Furthermore, IFS states that Section 2(b) of New Note B required that
all other payments of New Note B be made in cash.
In response to these comments, the Department takes note of the
foregoing
[[Page 34260]]
clarifications and updates to the Summary.
After giving full consideration to the entire record, including the
written comments, the Department has decided to grant this exemption
amending PTE 2010-08, as described above. The complete application file
is made available for public inspection in the Public Documents Room of
the Employee Benefits Security Administration, Room N-1513, U.S.
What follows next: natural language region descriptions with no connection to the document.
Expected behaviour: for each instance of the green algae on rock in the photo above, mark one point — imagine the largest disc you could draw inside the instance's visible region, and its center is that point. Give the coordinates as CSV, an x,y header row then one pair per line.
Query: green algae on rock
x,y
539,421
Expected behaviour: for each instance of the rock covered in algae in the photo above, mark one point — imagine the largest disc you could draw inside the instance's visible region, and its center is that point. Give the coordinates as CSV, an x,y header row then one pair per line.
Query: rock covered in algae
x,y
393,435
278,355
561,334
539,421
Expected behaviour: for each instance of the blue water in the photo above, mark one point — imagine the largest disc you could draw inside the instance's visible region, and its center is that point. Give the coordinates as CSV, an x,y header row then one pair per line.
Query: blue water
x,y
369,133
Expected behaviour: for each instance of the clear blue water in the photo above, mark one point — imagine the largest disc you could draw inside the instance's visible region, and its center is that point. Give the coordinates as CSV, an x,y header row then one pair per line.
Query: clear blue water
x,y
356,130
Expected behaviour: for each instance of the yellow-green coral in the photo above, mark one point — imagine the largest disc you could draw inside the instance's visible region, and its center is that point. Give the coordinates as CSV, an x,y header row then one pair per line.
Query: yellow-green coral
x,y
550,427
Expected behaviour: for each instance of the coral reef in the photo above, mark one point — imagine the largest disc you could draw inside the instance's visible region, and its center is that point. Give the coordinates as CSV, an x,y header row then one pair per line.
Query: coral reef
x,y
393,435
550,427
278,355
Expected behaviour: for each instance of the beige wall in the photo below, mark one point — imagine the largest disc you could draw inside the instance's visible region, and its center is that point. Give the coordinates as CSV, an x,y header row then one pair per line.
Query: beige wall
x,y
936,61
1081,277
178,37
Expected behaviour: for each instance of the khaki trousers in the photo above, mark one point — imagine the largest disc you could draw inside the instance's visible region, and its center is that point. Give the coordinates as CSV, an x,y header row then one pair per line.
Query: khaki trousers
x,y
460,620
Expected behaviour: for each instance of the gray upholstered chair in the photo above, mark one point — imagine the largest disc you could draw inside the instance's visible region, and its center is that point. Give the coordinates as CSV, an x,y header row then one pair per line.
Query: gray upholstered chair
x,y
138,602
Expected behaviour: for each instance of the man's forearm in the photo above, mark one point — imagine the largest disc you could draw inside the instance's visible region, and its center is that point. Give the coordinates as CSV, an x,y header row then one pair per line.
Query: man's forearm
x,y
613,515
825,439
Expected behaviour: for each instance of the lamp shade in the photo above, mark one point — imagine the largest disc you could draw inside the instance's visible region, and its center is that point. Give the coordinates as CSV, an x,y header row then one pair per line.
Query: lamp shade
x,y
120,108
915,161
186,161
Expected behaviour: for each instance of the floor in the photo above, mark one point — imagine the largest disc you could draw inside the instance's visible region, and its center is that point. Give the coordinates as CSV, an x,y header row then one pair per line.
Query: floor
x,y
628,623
Department of Labor, 200 Constitution Avenue, NW., Washington, DC
20210.
For a more complete statement of the facts and representations
supporting the Department's decision to grant this exemption refer to
the proposed amendment, published in the Federal Register on March 15,
2011 at 76 FR 14074.
FOR FURTHER INFORMATION CONTACT: Warren Blinder of the Department,
telephone (202) 693-8553. (This is not a toll-free number.)
General Information
The attention of interested persons is directed to the following:
(1) The fact that a transaction is the subject of an exemption
under section 408(a) of the Act and/or section 4975(c)(2) of the Code
does not relieve a fiduciary or other party in interest or disqualified
person from certain other provisions to which the exemption does not
apply and the general fiduciary responsibility provisions of section
404 of the Act, which among other things require a fiduciary to
discharge his duties respecting the plan solely in the interest of the
participants and beneficiaries of the plan and in a prudent fashion in
accordance with section 404(a)(1)(B) of the Act; nor does it affect the
requirement of section 401(a) of the Code that the plan must operate
for the exclusive benefit of the employees of the employer maintaining
the plan and their beneficiaries;
(2) This exemption is supplemental to and not in derogation of, any
other provisions of the Act and/or the Code, including statutory or
administrative exemptions and transactional rules. Furthermore, the
fact that a transaction is subject to an administrative or statutory
exemption is not dispositive of whether the transaction is in fact a
prohibited transaction; and
(3) The availability of this exemption is subject to the express
condition that the material facts and representations contained in the
application accurately describes all material terms of the transaction
which is the subject of the exemption.
Signed at Washington, DC, this 8th day of June, 2011.
Ivan Strasfeld,
Director of Exemption Determinations, Employee Benefits Security
Administration, U.S. Department of Labor.